Increasing Risk of Nuclear War: The Prospect of Armageddon

Russia's Intercontinental Nuclear Ballistic Missile in parade

The risk of nuclear war with Russia has been imminent since the Cuban Missile Crisis in 1962. While the United States hasn’t made any public statements relating to the crisis, Vladimir Putin’s latest threats of nuclear attack have President Biden declaring that there exists a “prospect of Armageddon.” 

In Putin’s recent declaration to the West, he warned of the use of tactical nuclear and biochemical weapons in an attempt to strengthen the Russian military. Putin further proclaimed that the United States set a precedent with its decision to bomb Hiroshima and Nagasaki in World War II, and if necessary, he will act accordingly. 

In light of the recent threats, Biden communicated one of the crucial lessons of the Cuban Missile Crisis: to avoid placing Russia in a position where it has little choice but to use its weapons.

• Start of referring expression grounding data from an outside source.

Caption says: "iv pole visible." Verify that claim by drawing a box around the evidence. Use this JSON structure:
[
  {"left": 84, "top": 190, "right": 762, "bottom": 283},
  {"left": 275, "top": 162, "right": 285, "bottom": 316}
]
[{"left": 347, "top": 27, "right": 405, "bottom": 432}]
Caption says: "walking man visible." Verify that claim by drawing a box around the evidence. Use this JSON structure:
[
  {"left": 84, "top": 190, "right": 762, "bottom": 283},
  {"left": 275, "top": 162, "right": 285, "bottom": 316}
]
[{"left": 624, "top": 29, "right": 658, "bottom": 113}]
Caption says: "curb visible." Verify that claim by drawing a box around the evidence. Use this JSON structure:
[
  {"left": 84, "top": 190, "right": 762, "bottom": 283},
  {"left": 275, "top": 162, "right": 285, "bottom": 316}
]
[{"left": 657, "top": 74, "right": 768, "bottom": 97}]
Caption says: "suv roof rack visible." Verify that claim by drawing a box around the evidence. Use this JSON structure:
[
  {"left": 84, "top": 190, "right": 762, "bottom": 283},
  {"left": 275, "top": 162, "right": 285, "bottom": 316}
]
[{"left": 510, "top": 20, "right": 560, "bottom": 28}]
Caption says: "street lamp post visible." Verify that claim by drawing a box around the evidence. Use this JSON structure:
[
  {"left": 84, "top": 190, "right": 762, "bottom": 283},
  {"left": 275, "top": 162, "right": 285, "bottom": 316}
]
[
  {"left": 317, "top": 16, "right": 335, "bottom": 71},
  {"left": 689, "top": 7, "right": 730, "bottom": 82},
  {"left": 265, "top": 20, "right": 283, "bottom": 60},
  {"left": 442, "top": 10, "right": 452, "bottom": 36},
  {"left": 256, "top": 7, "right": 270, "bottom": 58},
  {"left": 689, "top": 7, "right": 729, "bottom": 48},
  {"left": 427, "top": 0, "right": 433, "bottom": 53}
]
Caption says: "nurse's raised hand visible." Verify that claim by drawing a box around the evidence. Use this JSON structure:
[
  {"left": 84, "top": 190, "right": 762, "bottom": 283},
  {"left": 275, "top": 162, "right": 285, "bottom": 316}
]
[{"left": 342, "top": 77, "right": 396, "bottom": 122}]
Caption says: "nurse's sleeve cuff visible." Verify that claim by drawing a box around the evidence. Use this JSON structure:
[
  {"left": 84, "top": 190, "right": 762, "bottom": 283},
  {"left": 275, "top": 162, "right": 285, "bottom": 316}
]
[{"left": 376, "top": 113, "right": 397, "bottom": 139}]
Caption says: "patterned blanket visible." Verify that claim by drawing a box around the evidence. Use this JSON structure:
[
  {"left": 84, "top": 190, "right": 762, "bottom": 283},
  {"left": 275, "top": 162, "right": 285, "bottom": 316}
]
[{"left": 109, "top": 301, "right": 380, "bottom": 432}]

In order to placate Putin, President Biden had tried to find an “off-ramp.” In a speech given by Biden largely on domestic initiatives and other issues crucial to the midterm elections, he inquired of Putin, “Where, where does he get off? Where does he find a way out? Where does he find himself in a position that he does not – not only lose face, but lose significant power within Russia?” These questions have not yet been resolved, and it is unclear whether Putin is seeking a means of egress from the conflict beyond total victory.

However, being the first person on the administration team to talk opening about preventing a nuclear war, President Biden was criticized by many for his remarks. Former Secretary of State Mike Pompeo sharply criticized Biden’s comments on the Fox News channel, saying his remarks “were reckless” and “a terrible risk to the American people.” John Kirby, a leading Pentagon spokesman, responded to Biden’s remarks in an interview with Martha Raddatz on ABC News by stating that they weren’t founded on any particularly new knowledge. Kirby said, “His comments were not based on new or fresh intelligence or new indications that Mr. Putin has made a decision to use nuclear weapons… we [haven’t] seen anything that would give us pause to reconsider our own strategic nuclear posture.” 

         One of the potential “off-ramps” for the crisis is to have the countries neighboring to Russia make compromises regarding NATO expansion. Since the beginning of Russia’s invasion of Ukraine, Putin has grown increasingly frustrated with the United States’ involvement and support of NATO expansion in former Soviet states. One of Putin’s systematic demands is for NATO to not conduct “provocative exercises” on near its borders, and for NATO to sign a treaty bringing the alliance between the former states and Russia back to where it was in the late 1990s. Many Eastern European countries, unwilling to please Putin’s territorial objectives, expressed their support for NATO more than ever. Yet, numerous Western European officials demonstrated interest in considering pulling back on exercises, even temporarily. The Biden administration also delayed any plans that might be construed as unnecessary and/or provocative. 

All these tactics would only be temporary, however, and it is evident that Putin wants NATO’s position to change permanently. Many officials assert that he is unlikely to cease with his nuclear threats if Russian territorial expansion in Ukraine remains stagnant.